Reputation: 206
I have a large file of points and I am trying to find the distance between those points and another set of points. Initially I used the to_crs
function of geopandas to convert the crs so that I can get an accurate distance measure in terms of meters when I do df.distance(point)
. However, since the file is very large, it took too long just to convert the crs of the file. The code was running for 2 hours and it still did not finish converting.

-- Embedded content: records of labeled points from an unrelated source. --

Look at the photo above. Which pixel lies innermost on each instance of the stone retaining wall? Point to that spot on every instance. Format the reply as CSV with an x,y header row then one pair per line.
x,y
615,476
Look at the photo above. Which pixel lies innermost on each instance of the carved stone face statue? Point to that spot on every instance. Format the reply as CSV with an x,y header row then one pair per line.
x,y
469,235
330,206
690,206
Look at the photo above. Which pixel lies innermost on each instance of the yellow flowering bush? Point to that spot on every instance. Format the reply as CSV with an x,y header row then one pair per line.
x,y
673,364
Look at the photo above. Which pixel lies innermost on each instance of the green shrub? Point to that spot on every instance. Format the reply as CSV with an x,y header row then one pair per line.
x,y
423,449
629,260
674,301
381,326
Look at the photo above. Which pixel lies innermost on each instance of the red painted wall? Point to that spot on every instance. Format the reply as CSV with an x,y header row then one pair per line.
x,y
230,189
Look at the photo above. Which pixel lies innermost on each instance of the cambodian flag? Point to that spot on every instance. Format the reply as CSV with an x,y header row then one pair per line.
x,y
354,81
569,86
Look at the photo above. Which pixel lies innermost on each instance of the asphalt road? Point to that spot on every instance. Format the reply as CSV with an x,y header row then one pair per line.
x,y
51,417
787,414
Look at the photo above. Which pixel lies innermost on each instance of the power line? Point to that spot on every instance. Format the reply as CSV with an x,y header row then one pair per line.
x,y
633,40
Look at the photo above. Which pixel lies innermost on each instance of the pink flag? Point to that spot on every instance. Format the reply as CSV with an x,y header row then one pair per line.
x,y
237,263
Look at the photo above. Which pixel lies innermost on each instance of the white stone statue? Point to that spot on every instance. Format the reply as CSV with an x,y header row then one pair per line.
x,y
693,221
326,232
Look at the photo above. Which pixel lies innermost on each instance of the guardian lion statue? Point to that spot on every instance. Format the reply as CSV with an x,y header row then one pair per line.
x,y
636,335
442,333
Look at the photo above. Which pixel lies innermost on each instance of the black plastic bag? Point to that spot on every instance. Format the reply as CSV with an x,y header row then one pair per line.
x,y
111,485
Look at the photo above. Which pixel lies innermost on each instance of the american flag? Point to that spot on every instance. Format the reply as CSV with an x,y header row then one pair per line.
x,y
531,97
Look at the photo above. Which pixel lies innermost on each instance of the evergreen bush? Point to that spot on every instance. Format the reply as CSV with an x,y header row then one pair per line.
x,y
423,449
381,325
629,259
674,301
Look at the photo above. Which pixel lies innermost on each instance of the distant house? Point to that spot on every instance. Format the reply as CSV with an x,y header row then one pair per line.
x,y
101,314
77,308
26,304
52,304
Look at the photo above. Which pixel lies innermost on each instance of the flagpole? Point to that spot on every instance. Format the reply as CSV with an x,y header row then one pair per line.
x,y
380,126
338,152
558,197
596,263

Therefore, I used this code instead.
inProj = Proj(init='epsg:4326')
outProj = Proj(init='epsg:4808')
for index, row in demand_indo_gdf.iterrows():
o = Point(row['origin_longitude'], row['origin_latitude'])
o_proj = Point(transform(inProj, outProj, o.x, o.y))
for i, r in bus_indo_gdf.iterrows():
stop = r['geometry']
stop_proj = Point(transform(inProj, outProj, stop.x, stop.y))
print ('distance:', o_proj.distance(stop_proj), '\n\n')
I thought it may be faster to individually convert the crs and carry out my analysis. For this set of points:
o = (106.901024 -6.229162)
stop = (106.804 -6.21861)
I converted this EPSG 4326 coordinates to the local projection, EPSG 4808, and got this:
o_proj = (0.09183386384156803 -6.229330112968891)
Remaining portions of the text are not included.